As a preferred embodiment, one end of each of the links is connected to the first rotation shaft, the other end of each of the links is connected to the pressing roller, and the length of each of the links is the same.

As a preferred embodiment, the pitch diameter and the modulus of each of the driven gears are the same.

As a preferred embodiment, the pitch circle radius of each driven gear is 275 mm, the pitch circle diameter of the intermediate wheel is 150 mm, and the first rotation axis of each driven gear is located on a circumference with a diameter of 580 mm.

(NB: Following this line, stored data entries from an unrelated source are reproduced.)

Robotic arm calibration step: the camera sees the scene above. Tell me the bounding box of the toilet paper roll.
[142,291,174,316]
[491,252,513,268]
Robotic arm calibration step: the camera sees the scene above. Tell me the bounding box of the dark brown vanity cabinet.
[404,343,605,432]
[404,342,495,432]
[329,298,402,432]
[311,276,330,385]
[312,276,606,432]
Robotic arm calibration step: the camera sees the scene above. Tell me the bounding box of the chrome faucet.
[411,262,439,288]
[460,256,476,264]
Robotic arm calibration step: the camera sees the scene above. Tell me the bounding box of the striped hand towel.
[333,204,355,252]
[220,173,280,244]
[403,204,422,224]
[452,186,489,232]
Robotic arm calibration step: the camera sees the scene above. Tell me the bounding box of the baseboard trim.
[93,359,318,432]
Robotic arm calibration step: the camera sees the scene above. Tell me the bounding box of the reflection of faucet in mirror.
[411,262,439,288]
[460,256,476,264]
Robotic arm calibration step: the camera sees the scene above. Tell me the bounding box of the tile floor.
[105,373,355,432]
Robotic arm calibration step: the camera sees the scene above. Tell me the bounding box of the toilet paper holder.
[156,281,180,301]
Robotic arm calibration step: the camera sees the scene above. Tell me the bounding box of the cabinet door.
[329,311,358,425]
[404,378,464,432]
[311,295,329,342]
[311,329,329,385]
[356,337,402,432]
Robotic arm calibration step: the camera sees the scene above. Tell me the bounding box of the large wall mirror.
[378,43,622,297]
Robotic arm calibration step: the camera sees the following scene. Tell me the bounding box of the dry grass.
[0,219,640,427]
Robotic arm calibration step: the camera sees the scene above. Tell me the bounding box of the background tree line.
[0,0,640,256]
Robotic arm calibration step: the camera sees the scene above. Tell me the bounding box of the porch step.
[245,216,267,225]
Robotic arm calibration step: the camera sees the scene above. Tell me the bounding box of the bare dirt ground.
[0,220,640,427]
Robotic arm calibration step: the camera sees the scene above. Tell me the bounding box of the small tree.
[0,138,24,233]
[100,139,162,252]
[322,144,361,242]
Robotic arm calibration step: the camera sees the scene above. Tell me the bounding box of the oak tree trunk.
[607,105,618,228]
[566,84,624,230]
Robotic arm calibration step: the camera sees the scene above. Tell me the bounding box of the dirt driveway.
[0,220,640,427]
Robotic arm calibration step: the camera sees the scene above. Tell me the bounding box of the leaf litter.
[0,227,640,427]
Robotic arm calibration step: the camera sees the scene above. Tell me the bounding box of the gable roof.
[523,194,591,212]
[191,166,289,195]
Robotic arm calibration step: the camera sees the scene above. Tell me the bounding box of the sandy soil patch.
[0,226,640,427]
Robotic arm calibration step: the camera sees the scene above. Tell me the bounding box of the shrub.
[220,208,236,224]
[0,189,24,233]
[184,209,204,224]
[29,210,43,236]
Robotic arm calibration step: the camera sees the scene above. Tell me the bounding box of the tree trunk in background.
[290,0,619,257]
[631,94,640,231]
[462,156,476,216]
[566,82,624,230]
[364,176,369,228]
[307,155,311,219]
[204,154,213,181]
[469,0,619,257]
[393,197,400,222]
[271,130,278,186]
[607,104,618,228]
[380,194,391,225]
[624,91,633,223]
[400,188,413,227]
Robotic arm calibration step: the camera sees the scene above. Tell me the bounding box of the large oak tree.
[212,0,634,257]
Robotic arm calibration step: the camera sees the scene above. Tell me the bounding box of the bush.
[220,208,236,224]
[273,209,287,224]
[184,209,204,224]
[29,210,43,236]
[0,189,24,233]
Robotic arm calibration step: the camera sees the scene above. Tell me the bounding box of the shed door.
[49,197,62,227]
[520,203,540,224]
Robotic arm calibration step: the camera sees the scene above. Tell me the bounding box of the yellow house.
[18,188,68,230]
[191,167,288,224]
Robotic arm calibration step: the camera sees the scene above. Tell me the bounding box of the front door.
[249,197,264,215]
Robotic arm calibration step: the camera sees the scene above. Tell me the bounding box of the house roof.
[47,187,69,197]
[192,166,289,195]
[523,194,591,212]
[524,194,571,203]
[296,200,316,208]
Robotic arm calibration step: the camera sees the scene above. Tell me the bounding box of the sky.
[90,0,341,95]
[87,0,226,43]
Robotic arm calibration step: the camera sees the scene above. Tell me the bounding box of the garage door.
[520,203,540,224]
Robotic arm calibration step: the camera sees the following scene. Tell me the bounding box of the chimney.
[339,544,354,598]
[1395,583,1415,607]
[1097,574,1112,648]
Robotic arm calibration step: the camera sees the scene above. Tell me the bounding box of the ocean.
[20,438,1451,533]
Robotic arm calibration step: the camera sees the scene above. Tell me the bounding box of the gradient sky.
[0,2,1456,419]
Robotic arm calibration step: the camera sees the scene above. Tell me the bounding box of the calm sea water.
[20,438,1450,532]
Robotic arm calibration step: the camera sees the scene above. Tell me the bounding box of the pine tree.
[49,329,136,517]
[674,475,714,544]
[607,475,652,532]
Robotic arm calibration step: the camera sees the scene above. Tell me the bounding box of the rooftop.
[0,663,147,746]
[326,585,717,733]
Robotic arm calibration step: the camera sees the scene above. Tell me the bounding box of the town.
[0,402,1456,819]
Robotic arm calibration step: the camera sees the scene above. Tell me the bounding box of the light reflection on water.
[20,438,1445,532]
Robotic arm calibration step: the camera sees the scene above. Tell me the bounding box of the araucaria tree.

As a preferred embodiment, the driven gear is a sector gear, and the driving gear is a sector gear.

As a preferred embodiment, the driving mechanism comprises a hydraulic cylinder and a plunger penetrating through the hydraulic cylinder, the plunger is connected with the driving gear, and the plunger can reciprocate in a direction perpendicular to the rolling center line under the pressure of fluid in the hydraulic cylinder.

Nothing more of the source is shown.